Insentra on track to break $110M revenue mark
- 17 October, 2019 14:35
Insentra's Ronnie Altit
Ronnie Altit, CEO of channel services provider Insentra, has revealed his ambition to see the company reach $110 million in revenue by 2024.
And so far, according to Altit, the company is well on the way to achieving that -- and has managed to globally trademark the term ‘partner obsessed’ in the process, so that the market has a clear understanding of his business strategy.
“It’s a realistic but aggressive goal,” Altit said. “We’re a 100 per cent channel-only professional and managed services provider. Our business model is really resonating well in the market because a lot of organisations are just not able to keep the bench that they need, and they don't want to use contractors.
“They want a trusted pair of hands with full time people that they know are going to be there tomorrow.”
Further, Altit noted the company is keen to partner with a few select international independent software vendors (ISVs), helping them launch in the Australian market.
He gave one example of working with application provisioning platform FSLogix, which was acquired by Microsoft last year.
“Our game is to bring excellent technology solutions to market in a way that the channel can use, without the risk of investment. We take the risk by investing in the skills and capability,” he said.
“The critical part is they need to form an overall part of our service offerings, so we’re taking a services led approach to bringing them to market. We’re not going down the path of being a distributor, we’re looking to sell services backed by good product. And that let’s us be those companies in-country, on an end-to-end basis where we can do the marketing, sales, all 100 per cent through the channel.
“A lot of the international young ISVs have fantastic tech, but if they have a dollar to invest, it will typically go towards the US or EMEA market, which are much larger and create a greater return on investment in that market,” he said.
Altit also revealed that a large and growing area of his business involves being able to help partners offer 24/7 customer support services.
“That’s been a real shift in where the market has started to leverage us, and further to that, you may have partners that want to take managed services to their client base, that either struggle to build those managed services because they may not have the full suite of what their clients are looking for, or can’t do 24/7 particularly well, which is a large growing area that our business is taking on,” he said.
Launching a ‘marketing as-a-service’ play is also on the cards, with Altit explaining it will take a specifically targeted approach towards its technical knowledge.
Currently, Insentra has more than 350 partners globally within its ranks and its headcount has also increased to more than 90 staff globally, and that continues to grow.
Recently, Insentra hired US-based Tim Hayden as its partner success leader in the Amercian market. He previously spent more than eight years at Citrix, and in Australia, Janet Michie joined the team as a partner development manager, who hailed from Tquila and Telstra.
“We’ll continue with our global growth strategy and adding the right partners into the mix,” he said.

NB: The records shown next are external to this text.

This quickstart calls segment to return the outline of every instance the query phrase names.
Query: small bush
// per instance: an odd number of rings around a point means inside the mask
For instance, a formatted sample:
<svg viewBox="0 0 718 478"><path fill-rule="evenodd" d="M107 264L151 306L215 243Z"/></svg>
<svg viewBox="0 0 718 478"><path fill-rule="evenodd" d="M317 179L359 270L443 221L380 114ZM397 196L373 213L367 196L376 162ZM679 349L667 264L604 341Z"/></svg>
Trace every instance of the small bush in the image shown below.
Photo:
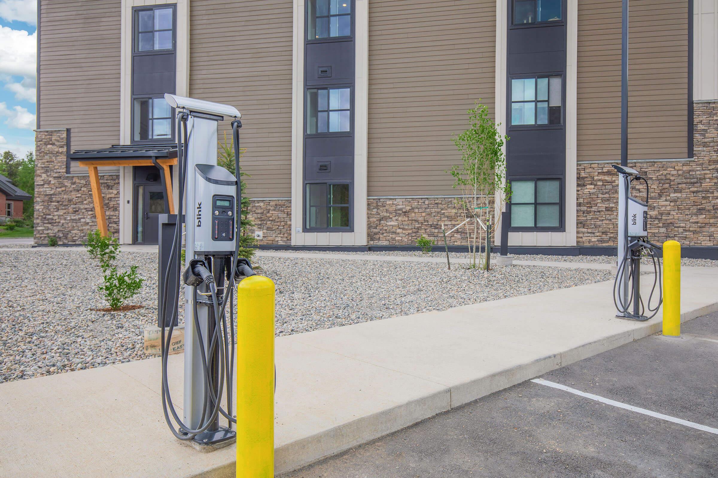
<svg viewBox="0 0 718 478"><path fill-rule="evenodd" d="M104 285L98 286L98 290L113 310L119 309L126 300L135 295L144 282L144 279L137 275L137 266L132 266L129 271L120 274L117 272L117 267L103 270Z"/></svg>
<svg viewBox="0 0 718 478"><path fill-rule="evenodd" d="M99 229L88 233L88 242L84 246L90 257L100 262L103 270L112 265L120 250L120 242L117 238L105 237Z"/></svg>
<svg viewBox="0 0 718 478"><path fill-rule="evenodd" d="M432 252L432 248L434 247L434 244L436 242L434 239L430 239L424 234L416 239L416 245L421 248L422 254L429 254Z"/></svg>

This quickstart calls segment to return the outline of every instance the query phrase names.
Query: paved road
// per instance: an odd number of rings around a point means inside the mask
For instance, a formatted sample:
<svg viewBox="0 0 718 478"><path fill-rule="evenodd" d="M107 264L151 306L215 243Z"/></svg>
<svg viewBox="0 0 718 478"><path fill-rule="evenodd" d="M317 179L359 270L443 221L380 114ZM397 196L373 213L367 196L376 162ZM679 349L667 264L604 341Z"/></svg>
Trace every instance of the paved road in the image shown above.
<svg viewBox="0 0 718 478"><path fill-rule="evenodd" d="M682 332L541 377L643 413L527 381L283 478L718 477L718 313Z"/></svg>

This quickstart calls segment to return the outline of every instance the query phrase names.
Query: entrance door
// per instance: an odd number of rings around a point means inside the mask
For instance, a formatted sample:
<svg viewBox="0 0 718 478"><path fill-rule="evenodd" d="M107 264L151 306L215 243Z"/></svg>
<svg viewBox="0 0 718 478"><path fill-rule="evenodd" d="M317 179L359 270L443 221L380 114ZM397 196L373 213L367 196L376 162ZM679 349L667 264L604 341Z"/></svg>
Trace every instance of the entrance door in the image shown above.
<svg viewBox="0 0 718 478"><path fill-rule="evenodd" d="M164 188L162 184L136 186L136 244L157 244L158 221L164 214Z"/></svg>

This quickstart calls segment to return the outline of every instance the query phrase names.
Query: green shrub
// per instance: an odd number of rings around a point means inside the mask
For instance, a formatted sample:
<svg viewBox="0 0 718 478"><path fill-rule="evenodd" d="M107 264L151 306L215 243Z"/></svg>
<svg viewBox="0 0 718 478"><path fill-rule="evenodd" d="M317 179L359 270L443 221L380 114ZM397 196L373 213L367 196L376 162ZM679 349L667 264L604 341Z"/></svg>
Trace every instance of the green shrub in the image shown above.
<svg viewBox="0 0 718 478"><path fill-rule="evenodd" d="M430 239L424 234L416 239L416 245L421 248L422 254L429 254L432 252L432 248L436 244L434 239Z"/></svg>
<svg viewBox="0 0 718 478"><path fill-rule="evenodd" d="M98 290L105 297L105 300L113 310L117 310L126 300L135 295L142 287L142 279L137 275L137 266L132 266L129 271L118 273L117 267L103 269L103 285Z"/></svg>
<svg viewBox="0 0 718 478"><path fill-rule="evenodd" d="M100 262L103 270L112 266L120 251L120 242L117 238L105 237L99 229L88 233L88 242L84 246L90 257Z"/></svg>

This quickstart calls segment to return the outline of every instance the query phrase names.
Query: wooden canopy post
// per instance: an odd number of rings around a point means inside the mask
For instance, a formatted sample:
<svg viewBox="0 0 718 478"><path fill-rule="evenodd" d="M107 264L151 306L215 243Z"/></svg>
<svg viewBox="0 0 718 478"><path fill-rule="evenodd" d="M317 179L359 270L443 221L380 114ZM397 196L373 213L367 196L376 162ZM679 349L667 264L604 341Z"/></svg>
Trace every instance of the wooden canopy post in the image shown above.
<svg viewBox="0 0 718 478"><path fill-rule="evenodd" d="M92 188L92 202L95 205L95 217L97 219L97 229L104 237L107 237L107 219L105 217L105 204L102 201L102 190L100 188L100 174L97 166L89 166L90 187Z"/></svg>

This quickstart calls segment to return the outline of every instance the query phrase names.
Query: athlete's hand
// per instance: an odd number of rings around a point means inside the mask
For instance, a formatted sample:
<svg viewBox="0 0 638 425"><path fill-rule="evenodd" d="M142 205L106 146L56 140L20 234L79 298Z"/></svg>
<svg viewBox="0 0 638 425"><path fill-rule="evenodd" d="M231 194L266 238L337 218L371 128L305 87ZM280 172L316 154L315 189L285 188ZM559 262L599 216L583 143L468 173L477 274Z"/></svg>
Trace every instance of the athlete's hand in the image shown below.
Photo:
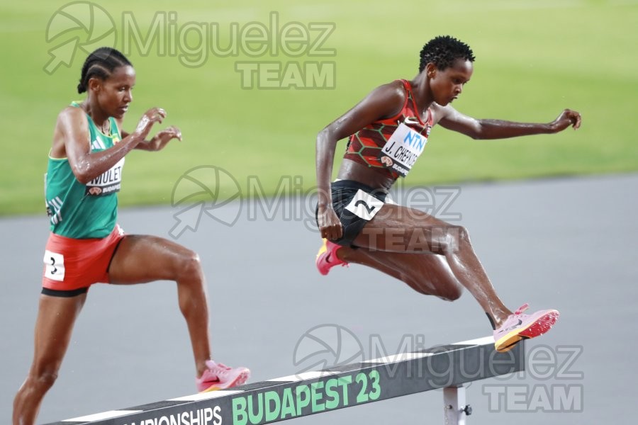
<svg viewBox="0 0 638 425"><path fill-rule="evenodd" d="M140 122L138 123L138 127L135 128L135 131L133 134L136 137L139 138L140 142L145 140L146 136L147 136L149 132L150 132L150 129L152 128L153 124L155 123L161 123L164 118L166 118L166 111L161 108L152 108L149 109L146 111L146 113L140 118Z"/></svg>
<svg viewBox="0 0 638 425"><path fill-rule="evenodd" d="M343 234L341 221L332 206L319 208L317 212L317 223L319 225L321 237L335 241Z"/></svg>
<svg viewBox="0 0 638 425"><path fill-rule="evenodd" d="M181 131L174 125L171 125L168 128L158 132L151 139L151 141L148 143L149 150L161 150L173 139L177 139L181 142Z"/></svg>
<svg viewBox="0 0 638 425"><path fill-rule="evenodd" d="M581 114L576 110L566 109L551 123L550 125L554 132L563 131L570 125L576 130L581 126Z"/></svg>

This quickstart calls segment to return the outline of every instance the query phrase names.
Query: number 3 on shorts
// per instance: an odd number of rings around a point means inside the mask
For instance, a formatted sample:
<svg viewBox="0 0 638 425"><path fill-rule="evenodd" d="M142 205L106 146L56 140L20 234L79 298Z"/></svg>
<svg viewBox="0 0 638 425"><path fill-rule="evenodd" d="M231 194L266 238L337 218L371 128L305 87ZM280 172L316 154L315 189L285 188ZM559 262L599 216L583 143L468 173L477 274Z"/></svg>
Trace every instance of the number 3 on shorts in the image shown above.
<svg viewBox="0 0 638 425"><path fill-rule="evenodd" d="M61 254L45 251L45 276L52 280L65 280L65 256Z"/></svg>
<svg viewBox="0 0 638 425"><path fill-rule="evenodd" d="M382 200L359 189L345 209L364 220L370 221L376 215L382 206L384 206Z"/></svg>

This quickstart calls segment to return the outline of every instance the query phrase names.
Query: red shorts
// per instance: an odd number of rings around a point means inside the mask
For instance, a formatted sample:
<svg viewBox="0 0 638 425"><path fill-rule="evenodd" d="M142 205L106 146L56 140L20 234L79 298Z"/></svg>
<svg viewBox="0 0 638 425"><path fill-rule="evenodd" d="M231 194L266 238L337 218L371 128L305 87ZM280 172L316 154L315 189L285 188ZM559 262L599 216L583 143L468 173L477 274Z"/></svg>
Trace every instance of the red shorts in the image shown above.
<svg viewBox="0 0 638 425"><path fill-rule="evenodd" d="M124 237L116 225L102 239L77 239L52 233L47 241L42 277L43 293L73 296L99 282L108 283L111 260Z"/></svg>

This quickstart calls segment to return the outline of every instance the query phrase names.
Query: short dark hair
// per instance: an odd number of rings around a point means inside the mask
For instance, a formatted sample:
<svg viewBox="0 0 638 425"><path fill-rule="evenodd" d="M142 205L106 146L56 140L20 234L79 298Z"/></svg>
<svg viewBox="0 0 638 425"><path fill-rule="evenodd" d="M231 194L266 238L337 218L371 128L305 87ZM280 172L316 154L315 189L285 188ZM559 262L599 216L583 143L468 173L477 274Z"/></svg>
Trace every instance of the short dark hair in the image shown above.
<svg viewBox="0 0 638 425"><path fill-rule="evenodd" d="M469 46L449 35L439 35L427 42L421 49L419 72L429 63L443 70L451 67L457 59L474 62L474 54Z"/></svg>
<svg viewBox="0 0 638 425"><path fill-rule="evenodd" d="M89 85L89 80L97 76L105 80L119 67L133 66L126 57L113 47L100 47L94 51L82 65L80 82L77 85L77 92L84 93Z"/></svg>

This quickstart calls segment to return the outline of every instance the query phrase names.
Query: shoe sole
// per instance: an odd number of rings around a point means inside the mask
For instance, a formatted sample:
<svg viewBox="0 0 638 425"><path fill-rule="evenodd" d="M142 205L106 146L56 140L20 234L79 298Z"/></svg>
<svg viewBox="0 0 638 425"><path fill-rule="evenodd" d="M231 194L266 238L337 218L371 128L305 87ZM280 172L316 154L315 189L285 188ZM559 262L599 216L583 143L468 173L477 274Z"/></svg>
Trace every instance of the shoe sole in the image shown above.
<svg viewBox="0 0 638 425"><path fill-rule="evenodd" d="M239 387L240 385L243 385L245 383L246 383L246 381L248 380L249 378L250 378L250 372L242 372L237 375L237 378L235 378L235 380L231 381L230 382L225 383L223 385L220 385L219 384L213 384L203 391L200 391L200 392L210 392L211 391L218 391L219 390L225 390L227 388L231 388L233 387Z"/></svg>
<svg viewBox="0 0 638 425"><path fill-rule="evenodd" d="M543 314L525 328L512 331L509 334L501 336L494 343L496 351L500 353L507 353L523 339L540 336L543 334L547 333L556 323L559 315L560 313L558 311L551 311Z"/></svg>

“We enable partners to do more with their customer base than what they can do themselves, without the need to invest in the pre-sales, training, or vendor management.”
According to Altit, when the business first took off, its aim was to address the skills shortage in pre-sales and delivery, but over the years it has subsequently identified many more gaps that its business model addresses.
“What we've found is that rather than just augmenting organisations who don't have capacity, we're finding now that a lot of partners are coming to us to do things that they don't do," Altit said. "Some partners that are specialists in Microsoft Dynamics, but clients are wanting Azure or 365 work.
"Historically, they would have to walk away from that business, whereas by partnering with us, they’re now able to deliver the services they couldn’t do, without having to invest in their own team,” he said.